Collard en tête dans le Gard

Marine Le Pen a raillé son adversaire socialiste. «Il a été pendant la campagne un candidat transparent, il sera un élu invisible, inodore, incolore et sans saveur et serait un député sans portée et donc inutile», a-t-elle dit.

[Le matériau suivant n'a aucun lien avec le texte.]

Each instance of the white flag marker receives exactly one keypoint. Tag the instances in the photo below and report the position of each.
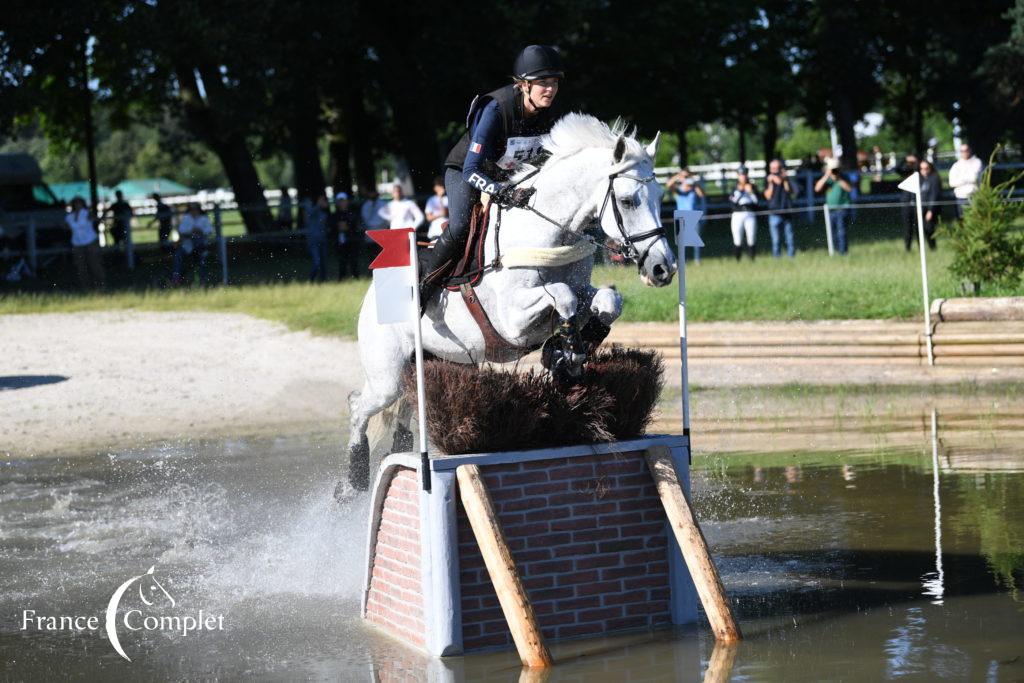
(912, 184)
(687, 236)
(396, 278)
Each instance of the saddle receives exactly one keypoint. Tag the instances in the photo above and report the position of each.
(467, 272)
(469, 268)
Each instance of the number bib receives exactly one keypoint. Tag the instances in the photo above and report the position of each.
(519, 150)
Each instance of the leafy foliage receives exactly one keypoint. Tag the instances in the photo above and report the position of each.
(987, 248)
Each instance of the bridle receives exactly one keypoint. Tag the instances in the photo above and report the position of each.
(630, 250)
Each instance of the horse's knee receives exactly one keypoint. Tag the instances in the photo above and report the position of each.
(607, 305)
(358, 465)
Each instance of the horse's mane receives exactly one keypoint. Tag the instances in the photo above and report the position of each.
(574, 132)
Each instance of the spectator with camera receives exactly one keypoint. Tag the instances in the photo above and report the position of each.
(194, 231)
(779, 193)
(837, 188)
(688, 195)
(744, 202)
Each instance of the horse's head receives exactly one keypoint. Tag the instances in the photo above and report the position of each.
(627, 200)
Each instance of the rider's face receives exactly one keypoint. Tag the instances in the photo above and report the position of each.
(543, 91)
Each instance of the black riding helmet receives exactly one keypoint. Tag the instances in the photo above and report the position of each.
(536, 61)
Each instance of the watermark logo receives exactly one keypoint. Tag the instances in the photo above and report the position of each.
(158, 611)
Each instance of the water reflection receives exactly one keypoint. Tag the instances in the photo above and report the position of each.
(849, 564)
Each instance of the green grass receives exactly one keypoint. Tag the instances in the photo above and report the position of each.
(877, 280)
(328, 309)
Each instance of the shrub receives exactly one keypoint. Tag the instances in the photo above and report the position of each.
(987, 250)
(475, 410)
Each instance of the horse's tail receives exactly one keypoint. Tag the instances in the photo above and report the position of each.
(381, 426)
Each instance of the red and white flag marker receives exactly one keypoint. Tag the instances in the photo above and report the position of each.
(912, 184)
(396, 279)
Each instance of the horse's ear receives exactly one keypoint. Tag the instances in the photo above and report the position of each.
(652, 147)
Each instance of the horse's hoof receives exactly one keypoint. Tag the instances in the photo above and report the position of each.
(402, 440)
(342, 492)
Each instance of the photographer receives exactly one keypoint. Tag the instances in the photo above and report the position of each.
(779, 193)
(837, 188)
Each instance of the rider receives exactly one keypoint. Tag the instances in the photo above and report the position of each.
(505, 129)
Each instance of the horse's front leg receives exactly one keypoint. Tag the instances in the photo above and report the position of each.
(530, 304)
(605, 306)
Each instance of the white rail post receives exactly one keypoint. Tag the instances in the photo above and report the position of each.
(30, 243)
(221, 244)
(912, 184)
(827, 214)
(129, 247)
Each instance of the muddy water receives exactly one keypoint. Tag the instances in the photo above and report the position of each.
(847, 563)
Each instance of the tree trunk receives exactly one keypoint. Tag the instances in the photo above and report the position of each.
(363, 154)
(919, 129)
(683, 147)
(340, 171)
(305, 154)
(844, 128)
(770, 138)
(230, 147)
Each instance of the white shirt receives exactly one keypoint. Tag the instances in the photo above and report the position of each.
(401, 213)
(371, 212)
(964, 176)
(192, 223)
(82, 231)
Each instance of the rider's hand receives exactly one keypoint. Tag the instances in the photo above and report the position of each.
(515, 198)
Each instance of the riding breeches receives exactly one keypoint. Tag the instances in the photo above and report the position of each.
(461, 200)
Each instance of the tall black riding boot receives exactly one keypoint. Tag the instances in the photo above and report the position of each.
(443, 255)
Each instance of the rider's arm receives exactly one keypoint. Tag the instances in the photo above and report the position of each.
(485, 143)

Les regards se tourneront aussi vers la 2e circonscription du Gard où l'avocat Gilbert Collard est arrivé en tête (34,57%) au coude-à-coude avec la socialiste Katy Guyot (32,87%). L'UMP Etienne Mourrut (23,89%) a dit «hésiter» à se maintenir, ce qui ferait le jeu de Gilbert Collard. Marion Maréchal-Le Pen, 22 ans, petite-fille de Jean-Marie Le Pen, a créé la surprise en arrivant en tête dans la 3e circonscription du Vaucluse (34,63%) devant l'UMP Jean-Michel Ferrand (30,03%). La PS Catherine Arkilovitch reste en lice (21,98%) mais la réserve de voix à gauche est faible (7,76%). Florian Philippot, le directeur stratégique de campagne de Marine Le Pen, aura une carte à jouer dans la 6e circonscription de la Moselle. Arrivé deuxième (26,34%), cet ex-chevènementiste affrontera en duel le socialiste Laurent Kalinowski (37,45%) et mise sur de bons reports de l'électorat UMP. Dans cette circonscription, Marine Le Pen était arrivée en tête au premier tour de la présidentielle (29,78%). Mais Florian Philippot a dû faire face à la candidature dissidente d'Eric Vilain, investi en 2007 par le FN, qui n'a finalement récolté que 4% des voix. Aux Saintes-Marie-de-la-Mer (Bouches-du-Rhône), la FN Valérie Laupies (28,98%) mise sur un retrait de l'UMP Roland Chassain (22,62%), hésitant lui aussi à se maintenir, pour battre le PS sortant Michel Vauzelle (38,40%).